Wiederhergestellt. Die Band kann sich ein Datum aussuchen und nichts bezahlen, um mit Gaby spielen zu dürfen. Dafür muss die Gruppe vom Schlagzeug bis zum Gesangssystem alles mitbringen. Gaby kassiert an diesem Abend den Getränkeverkauf, die Band kann ein bisschen Eintritt nehmen. "Sollte wenigstens das Spritgeld zurückkommen", sagt Gaby. Ja, so ist es in der Subkultur, vielleicht generell bei Kneipenkonzerten: Hier wird niemand reich, weder die Band noch Gaby.

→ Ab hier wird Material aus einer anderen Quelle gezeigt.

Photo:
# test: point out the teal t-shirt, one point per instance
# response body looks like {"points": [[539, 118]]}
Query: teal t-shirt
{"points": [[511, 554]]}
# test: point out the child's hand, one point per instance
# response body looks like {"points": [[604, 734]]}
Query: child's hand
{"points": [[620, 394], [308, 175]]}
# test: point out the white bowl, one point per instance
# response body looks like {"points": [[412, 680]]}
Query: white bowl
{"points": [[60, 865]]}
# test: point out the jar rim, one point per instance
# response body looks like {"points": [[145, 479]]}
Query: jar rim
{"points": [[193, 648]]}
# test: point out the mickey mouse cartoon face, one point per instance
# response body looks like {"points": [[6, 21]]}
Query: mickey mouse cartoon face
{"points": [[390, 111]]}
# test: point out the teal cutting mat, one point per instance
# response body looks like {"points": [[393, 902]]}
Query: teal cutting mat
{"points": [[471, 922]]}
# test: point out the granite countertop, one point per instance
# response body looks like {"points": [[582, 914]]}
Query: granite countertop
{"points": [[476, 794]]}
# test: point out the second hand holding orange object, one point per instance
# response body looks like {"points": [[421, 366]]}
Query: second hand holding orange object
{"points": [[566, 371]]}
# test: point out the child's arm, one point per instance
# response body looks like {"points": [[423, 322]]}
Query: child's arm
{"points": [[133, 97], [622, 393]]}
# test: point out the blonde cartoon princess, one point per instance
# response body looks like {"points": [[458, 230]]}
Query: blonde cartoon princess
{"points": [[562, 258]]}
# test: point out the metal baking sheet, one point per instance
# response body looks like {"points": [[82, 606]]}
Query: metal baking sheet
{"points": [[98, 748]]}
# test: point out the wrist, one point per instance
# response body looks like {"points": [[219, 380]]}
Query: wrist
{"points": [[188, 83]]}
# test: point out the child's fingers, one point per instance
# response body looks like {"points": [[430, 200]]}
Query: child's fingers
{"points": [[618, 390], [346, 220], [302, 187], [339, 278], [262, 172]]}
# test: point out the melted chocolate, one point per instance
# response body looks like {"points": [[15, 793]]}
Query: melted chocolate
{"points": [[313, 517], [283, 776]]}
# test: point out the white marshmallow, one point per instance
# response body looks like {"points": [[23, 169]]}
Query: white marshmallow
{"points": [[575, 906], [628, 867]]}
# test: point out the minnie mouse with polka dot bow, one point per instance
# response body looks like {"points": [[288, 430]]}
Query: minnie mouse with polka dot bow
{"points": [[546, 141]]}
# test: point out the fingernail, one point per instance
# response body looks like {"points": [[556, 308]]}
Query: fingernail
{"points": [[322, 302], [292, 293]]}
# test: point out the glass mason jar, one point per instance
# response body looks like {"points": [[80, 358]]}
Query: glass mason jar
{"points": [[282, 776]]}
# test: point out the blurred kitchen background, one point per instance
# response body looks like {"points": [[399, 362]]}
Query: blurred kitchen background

Nach einem eher ruhigen September finden im Oktober Gabys Konzerte statt. Ihr persönliches Highlight ist der Auftritt von Inferia, einer finnischen Band, am Donnerstag, 9. Oktober. Lokale Unterstützung kommt von den Stuttgarter Bands Boiler und Abrasive; Letztere haben das Konzert organisiert und werden an diesem Abend ihren "Brutal Death Metal" präsentieren. Die Krypta sollte dort voll sein.

Wer normalerweise bei Gabys Gruft vorbeischauen möchte, sollte sich die auf der Website veröffentlichten Konzerttermine merken. Oder er kommt einfach vorbei: Außer sonntags ist die Krypta immer geöffnet, oder sie kann jederzeit ihre Pforten öffnen – „just on demand“, sagt Gaby. Ihre Handynummer steht auch auf der Website.